Suspect in baby Sophia abduction speaks out

Yesenia Sesmas (Courtesy: Dallas County Sheriff’s Department)
Yesenia Sesmas (Courtesy: Dallas County Sheriff’s Department)

WICHITA, Kan. (KSNW) – Yesenia Sesmas was arrested Saturday in Dallas accused of killing Laura Abarca-Nogueda and kidnapping her week old baby.

Sesmas told a reporter in Dallas, in an interview she did while in jail, that she has been living in the U.S. for more than 18 years but is undocumented and has known Abarca for nearly 10 years.

According to Sesmas, she and Abarca made a pact last August.

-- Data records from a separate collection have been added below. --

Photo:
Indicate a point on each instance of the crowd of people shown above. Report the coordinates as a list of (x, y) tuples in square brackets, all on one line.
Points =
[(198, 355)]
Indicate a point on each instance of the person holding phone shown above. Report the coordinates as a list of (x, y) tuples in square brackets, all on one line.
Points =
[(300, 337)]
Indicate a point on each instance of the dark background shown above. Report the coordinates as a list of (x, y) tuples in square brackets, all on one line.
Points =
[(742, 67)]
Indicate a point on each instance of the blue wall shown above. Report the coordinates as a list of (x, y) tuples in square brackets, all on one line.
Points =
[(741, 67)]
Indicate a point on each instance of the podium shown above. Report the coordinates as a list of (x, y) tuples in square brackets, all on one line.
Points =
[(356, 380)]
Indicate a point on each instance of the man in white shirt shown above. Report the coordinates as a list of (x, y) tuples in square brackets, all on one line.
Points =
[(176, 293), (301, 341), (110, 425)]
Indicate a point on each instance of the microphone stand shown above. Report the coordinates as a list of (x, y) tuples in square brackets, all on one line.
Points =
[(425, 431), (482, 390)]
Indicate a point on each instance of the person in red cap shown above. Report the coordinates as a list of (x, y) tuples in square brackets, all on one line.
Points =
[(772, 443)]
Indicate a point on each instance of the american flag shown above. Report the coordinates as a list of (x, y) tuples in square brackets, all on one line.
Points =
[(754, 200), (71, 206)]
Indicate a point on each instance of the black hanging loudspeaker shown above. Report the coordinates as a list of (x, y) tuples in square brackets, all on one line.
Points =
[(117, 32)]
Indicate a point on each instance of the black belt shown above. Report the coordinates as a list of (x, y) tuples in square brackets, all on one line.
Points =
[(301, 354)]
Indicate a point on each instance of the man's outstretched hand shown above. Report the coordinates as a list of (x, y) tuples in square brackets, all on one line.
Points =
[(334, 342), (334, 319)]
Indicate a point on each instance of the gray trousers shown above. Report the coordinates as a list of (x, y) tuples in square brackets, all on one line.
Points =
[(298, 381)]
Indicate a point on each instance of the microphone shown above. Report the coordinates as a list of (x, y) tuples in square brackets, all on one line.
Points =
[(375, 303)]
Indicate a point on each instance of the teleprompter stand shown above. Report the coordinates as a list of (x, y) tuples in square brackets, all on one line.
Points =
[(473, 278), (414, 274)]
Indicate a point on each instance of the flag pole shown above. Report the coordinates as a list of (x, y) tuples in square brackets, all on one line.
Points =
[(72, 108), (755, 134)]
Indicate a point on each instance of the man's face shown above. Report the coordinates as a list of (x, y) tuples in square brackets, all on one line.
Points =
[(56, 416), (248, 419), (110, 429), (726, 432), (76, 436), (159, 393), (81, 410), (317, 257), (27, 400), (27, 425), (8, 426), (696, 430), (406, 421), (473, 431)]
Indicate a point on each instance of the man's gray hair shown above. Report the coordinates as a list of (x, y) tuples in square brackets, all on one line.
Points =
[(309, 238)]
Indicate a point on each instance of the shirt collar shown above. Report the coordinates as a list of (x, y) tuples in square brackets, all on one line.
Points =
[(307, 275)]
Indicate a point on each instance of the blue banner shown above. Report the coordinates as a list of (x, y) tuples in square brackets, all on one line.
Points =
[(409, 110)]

“I said I had already lost a baby, and she said she’d give me the girl,” said Sesmas.

Last Thursday, a week after Sophia was born, Sesmas says she went to pick up the child, but Abarca retracted her part of deal, wanting to keep her baby.

Sesmas says she was not going to accept this outcome and decided to threaten Abarca.

“I just wanted to threaten her with the gun but the gun went off,” said Sesmas. She said it was an accident that she shot Abarca but then took the baby to Dallas.

When asked what she planned to do with the baby, she said she planned to keep Sophia like she was her own daughter.

“I’m guilty because of what I did, but I didn’t mean to,” said Sesmas.

Sesmas told the Dallas reporter that last July, she was detained because a woman accused her of kidnapping and assault, but she claims she was let go because of a lack of evidence.

The Wichita Police department confirms that Sesmas was arrested on suspicion of aggravated battery and aggravated kidnapping. She bonded out of jail one day after being arrested.

The WPD tells KSN they presented the case to the District Attorney. The District Attorney’s office says that because Sesmas has not made a first appearance in the case, the case is sealed to the public. The office will not confirm whether or not Sesmas has been charged in the July case.

Sesmas, who says she acted alone, will be extradited back to Wichita to face charges in Laura Abarca-Nogueda’s murder. The District Attorney charged Sesmas, but will not reveal what charges are in the case, until she makes her first appearance before a judge. It could take up to 90 days for the extradition to be processed.